Wczoraj, kiedy w czasie
wolnym udałam się z turystami na obiad we Florencji, zaczęli zadawać mi różne
osobiste pytania, między innymi takie, czy nie czuję się znużona powrotami w to
samo miejsce. Zaczęłam im tłumaczyć, dlaczego nie. Opowiadać o moim
sentymentaliźmie, przywiązywaniu się do ludzi i miejsc, o tym, że za każdym
razem patrzę na zabytki, dzieła sztuki i krajobrazy oczami moich turystów. Że
„lubię wracać, tam, gdzie byłam już”. Mój monolog przerwał witający się ze mną
wylewnie nasz włosko – polski przewodnik, za chwilę dołączyła do niego jego
mama. Turyści wybuchnęli śmiechem, mówiąc, że scena, którą zobaczyli, jest
najlepszą odpowiedzią na ich pytanie.
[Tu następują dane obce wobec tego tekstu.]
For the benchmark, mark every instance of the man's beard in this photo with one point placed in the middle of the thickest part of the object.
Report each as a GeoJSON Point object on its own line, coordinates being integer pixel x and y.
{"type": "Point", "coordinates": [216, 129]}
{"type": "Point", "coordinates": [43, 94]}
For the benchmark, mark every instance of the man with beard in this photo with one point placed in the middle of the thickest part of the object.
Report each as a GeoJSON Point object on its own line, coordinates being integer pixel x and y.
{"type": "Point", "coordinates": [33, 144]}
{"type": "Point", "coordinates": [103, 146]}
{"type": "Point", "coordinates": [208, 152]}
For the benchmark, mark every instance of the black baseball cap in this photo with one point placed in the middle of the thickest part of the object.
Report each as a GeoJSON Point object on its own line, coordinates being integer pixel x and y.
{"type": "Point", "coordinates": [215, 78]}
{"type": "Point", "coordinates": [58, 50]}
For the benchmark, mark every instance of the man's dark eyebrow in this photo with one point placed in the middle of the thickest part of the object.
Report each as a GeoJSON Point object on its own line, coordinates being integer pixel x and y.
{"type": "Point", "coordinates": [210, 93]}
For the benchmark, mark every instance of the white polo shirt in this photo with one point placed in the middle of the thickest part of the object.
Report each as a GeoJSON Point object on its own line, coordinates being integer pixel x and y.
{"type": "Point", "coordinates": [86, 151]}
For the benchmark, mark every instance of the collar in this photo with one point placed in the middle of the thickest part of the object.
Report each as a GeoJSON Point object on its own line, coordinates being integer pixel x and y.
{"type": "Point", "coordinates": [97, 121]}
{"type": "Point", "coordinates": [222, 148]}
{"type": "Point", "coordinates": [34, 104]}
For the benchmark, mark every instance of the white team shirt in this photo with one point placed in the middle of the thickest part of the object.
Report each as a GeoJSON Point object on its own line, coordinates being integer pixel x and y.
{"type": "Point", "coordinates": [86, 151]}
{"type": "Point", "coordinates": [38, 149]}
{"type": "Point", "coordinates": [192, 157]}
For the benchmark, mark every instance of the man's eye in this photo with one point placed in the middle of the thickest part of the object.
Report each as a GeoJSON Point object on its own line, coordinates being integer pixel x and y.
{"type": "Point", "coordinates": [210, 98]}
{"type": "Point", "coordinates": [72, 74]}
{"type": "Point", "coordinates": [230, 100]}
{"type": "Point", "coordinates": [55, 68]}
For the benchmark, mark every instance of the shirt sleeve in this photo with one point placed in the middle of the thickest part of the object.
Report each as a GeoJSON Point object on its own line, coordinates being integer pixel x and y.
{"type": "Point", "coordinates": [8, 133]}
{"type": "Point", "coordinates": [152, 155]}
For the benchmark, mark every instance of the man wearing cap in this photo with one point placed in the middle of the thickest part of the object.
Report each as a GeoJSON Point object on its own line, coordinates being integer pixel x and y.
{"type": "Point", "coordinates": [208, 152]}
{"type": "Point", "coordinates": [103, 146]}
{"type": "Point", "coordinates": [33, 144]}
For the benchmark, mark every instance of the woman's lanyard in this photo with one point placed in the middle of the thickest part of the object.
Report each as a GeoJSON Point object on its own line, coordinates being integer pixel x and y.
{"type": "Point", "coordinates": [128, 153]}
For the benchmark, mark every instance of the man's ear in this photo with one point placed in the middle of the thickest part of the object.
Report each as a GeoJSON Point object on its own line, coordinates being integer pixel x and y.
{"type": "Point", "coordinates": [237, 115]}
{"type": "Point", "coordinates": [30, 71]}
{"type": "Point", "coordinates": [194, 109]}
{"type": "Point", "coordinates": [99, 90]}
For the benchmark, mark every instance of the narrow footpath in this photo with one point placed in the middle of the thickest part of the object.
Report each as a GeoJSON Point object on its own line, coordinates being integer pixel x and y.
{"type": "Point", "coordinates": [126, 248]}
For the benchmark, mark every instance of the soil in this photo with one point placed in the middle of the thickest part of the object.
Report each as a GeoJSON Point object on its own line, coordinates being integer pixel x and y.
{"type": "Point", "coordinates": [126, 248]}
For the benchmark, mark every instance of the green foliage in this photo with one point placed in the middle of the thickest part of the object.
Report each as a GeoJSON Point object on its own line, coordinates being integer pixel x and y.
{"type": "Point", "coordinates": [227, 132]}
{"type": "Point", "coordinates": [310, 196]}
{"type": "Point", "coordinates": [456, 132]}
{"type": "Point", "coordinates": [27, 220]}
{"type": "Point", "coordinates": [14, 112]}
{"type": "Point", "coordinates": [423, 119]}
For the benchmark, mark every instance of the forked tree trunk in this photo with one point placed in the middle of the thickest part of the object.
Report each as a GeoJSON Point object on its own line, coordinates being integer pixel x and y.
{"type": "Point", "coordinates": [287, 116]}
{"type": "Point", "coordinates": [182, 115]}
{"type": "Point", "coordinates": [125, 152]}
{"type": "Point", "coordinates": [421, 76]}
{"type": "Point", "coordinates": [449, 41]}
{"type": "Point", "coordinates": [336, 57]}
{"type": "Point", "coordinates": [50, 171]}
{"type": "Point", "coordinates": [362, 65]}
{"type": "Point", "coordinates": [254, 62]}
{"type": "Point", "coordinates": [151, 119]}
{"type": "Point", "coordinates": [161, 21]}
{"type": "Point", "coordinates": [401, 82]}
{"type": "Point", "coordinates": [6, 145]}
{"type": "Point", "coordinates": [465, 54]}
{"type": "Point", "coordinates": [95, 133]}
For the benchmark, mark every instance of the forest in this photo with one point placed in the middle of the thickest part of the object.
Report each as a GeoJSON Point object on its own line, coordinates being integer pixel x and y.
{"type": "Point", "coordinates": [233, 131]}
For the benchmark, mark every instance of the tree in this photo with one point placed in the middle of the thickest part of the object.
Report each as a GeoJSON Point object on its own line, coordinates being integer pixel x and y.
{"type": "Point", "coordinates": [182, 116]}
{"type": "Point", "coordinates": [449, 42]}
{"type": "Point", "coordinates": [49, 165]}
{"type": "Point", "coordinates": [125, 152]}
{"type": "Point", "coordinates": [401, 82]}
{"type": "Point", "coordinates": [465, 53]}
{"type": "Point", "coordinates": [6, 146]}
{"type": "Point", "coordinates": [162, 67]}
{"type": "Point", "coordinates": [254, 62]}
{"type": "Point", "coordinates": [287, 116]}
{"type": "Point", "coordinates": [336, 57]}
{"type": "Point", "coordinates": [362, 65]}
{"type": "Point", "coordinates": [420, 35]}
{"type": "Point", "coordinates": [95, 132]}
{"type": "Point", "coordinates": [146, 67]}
Włochami nie jestem znużona nigdy :)
Pięknie i ujmująco piszesz o Włoszech, w końcu czasem nazywasz ten kraj swoją drugą ojczyzną. Jestem zawsze pod wrażeniem Twojej wiedzy o opisywanych miejscach. I zdecydowanie wierzę, że nigdy nie jesteś znużona, że właśnie w słonecznej Italii "ładujesz akumulatory". Miło, że piszesz. Czekam na jeszcze.